Alberto Pérez-Gómez’s research interests revolve around phenomenology, enactive cognitive science and hermeneutics in architecture. He continues to publish extensively in periodicals and chapters of books. A collection of his essays in two volumes titled Timely Meditations (RightAngle Intl.) was published in 2016. Over 25 years he edited with Stephen Parcell the collection in seven volumes titled CHORA: Intervals in the Philosophy of Architecture, including a total of 87 essays by 78 authors.

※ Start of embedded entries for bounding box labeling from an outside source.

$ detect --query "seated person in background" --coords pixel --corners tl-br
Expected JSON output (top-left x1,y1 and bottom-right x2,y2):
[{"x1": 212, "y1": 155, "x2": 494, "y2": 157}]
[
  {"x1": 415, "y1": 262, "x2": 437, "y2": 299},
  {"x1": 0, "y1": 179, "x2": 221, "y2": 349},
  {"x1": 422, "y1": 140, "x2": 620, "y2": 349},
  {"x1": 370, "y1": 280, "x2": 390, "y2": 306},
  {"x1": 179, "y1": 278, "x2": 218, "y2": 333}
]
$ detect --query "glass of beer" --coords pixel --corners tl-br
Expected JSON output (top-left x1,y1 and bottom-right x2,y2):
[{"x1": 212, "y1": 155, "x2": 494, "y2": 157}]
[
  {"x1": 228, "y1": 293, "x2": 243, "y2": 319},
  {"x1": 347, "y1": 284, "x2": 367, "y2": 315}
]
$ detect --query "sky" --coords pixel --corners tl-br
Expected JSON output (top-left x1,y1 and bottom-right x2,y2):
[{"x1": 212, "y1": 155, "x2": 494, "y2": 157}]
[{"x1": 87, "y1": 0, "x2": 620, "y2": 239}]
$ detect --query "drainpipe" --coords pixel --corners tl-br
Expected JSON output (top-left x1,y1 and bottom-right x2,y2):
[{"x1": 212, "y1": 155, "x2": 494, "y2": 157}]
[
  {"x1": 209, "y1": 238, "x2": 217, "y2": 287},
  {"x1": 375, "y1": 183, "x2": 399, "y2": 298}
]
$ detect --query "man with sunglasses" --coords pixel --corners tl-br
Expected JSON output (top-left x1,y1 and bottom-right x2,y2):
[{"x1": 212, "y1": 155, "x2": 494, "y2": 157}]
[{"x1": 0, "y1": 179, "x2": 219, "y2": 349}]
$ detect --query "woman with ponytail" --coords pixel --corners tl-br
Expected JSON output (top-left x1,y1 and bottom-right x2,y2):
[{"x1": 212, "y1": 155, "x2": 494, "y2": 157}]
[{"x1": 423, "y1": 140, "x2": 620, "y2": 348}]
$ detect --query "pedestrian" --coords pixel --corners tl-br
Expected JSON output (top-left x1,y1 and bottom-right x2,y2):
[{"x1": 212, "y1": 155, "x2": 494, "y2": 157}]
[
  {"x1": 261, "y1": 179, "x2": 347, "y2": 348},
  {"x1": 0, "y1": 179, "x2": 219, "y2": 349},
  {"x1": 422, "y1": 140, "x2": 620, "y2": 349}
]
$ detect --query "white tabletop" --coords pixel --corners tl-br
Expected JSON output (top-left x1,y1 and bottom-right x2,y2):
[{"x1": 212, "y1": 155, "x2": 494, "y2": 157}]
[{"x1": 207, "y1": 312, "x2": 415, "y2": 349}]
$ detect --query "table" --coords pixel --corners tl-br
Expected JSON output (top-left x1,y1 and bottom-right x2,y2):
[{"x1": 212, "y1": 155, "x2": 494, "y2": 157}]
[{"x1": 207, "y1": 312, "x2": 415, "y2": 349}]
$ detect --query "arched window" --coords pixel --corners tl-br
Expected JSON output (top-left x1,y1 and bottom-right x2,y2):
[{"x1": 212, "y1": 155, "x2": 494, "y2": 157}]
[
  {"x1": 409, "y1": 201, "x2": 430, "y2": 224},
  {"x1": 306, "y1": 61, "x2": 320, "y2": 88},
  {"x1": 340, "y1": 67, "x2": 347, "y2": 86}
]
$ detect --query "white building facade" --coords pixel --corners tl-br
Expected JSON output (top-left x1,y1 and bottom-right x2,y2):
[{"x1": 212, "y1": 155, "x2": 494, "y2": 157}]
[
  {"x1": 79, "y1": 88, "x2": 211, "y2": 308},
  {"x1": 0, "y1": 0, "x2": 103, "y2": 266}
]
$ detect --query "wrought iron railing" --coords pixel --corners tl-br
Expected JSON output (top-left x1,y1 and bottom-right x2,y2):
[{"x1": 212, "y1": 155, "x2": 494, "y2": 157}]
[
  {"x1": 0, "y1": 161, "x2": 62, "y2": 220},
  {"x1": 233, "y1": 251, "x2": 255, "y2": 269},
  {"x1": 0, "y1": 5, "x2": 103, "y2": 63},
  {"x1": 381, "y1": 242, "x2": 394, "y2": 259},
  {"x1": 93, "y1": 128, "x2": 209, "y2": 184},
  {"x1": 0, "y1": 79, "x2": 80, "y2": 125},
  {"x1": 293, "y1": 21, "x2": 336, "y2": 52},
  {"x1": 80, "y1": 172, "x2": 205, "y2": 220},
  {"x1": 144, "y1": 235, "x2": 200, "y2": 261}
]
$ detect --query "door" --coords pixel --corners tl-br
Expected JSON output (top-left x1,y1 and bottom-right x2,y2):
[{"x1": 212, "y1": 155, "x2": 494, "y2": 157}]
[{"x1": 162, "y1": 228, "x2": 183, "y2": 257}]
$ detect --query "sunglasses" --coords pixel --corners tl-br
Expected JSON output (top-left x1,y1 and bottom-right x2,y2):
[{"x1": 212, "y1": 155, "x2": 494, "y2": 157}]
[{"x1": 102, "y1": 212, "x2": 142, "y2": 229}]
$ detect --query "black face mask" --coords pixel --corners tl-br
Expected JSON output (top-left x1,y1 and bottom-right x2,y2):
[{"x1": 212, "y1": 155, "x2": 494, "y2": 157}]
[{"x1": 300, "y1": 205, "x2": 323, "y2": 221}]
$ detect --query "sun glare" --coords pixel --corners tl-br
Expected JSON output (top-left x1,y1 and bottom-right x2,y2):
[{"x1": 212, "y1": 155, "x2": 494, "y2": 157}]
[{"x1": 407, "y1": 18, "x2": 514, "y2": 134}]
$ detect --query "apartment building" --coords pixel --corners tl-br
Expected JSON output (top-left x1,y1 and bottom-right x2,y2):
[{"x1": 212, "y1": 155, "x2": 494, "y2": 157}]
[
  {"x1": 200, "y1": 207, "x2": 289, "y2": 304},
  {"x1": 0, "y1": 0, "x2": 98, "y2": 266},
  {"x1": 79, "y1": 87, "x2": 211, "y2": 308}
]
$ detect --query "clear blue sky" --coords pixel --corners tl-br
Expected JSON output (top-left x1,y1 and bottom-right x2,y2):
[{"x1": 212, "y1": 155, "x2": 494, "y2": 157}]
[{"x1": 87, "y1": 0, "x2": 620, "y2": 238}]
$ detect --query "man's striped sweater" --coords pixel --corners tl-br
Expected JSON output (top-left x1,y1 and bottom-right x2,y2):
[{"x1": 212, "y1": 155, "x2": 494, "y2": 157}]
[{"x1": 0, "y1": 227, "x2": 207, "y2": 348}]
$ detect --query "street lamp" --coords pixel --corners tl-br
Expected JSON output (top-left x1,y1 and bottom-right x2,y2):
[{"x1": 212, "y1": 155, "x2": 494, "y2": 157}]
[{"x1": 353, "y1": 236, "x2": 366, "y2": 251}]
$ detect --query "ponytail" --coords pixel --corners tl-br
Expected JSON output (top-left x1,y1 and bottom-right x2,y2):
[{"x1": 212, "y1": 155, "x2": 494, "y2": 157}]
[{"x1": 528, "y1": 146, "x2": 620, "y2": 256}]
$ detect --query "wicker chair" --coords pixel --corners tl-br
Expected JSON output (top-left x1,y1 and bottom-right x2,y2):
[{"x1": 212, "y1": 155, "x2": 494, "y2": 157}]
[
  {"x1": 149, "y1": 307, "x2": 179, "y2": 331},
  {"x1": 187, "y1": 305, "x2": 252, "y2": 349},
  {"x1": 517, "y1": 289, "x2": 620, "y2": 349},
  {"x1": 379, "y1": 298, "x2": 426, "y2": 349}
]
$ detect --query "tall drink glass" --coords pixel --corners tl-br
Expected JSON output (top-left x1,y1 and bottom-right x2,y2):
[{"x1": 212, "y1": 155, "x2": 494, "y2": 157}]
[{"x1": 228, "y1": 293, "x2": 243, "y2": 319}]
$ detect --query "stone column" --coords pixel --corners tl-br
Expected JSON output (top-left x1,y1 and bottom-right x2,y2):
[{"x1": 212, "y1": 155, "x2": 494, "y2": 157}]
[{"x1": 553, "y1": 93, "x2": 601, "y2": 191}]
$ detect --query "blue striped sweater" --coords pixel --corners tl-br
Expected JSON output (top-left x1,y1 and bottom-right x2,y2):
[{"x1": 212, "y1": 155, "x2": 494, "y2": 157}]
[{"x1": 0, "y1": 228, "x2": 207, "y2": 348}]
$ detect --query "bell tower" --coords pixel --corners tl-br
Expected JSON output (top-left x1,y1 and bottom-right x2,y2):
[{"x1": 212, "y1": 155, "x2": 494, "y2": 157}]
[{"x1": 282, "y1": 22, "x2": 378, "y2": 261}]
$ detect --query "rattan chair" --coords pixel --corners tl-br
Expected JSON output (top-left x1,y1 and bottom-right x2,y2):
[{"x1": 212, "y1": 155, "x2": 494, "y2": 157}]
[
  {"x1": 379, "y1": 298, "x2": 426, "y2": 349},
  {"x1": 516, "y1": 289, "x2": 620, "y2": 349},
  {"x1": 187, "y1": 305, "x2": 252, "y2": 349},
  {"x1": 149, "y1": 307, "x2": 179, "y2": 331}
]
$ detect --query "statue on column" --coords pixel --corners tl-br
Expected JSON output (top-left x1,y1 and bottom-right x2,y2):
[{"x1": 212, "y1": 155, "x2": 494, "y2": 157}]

His main books are still in print: Architecture and the Crisis of Modern Science (MIT Press, 1983) diagnosed the limitations of functionalist (instrumental) and formalist approaches in architecture; Polyphilo or The Dark Forest Revisited (1992) written in the form of an erotic tale, explored the emotional and cognitive dimensions of architectural space; Architectural Representation and the Perspective Hinge (1997), traced the history and theory of modern European architectural representation, locating the origins of contemporary instrumental techniques long before the so-called digital turn.

 

Built upon Love (2006) examined points of convergence between ethics and poetics in architectural history and philosophy, drawing conclusions for contemporary practice. His latest book, Attunement, Architectural Meaning after the Crisis of Modern Science (2016) examines the issue of atmosphere and its relationship to traditional concepts of place, harmony and stimmung, leading to an enquiry on the importance of narrative language in the generation of significant architecture.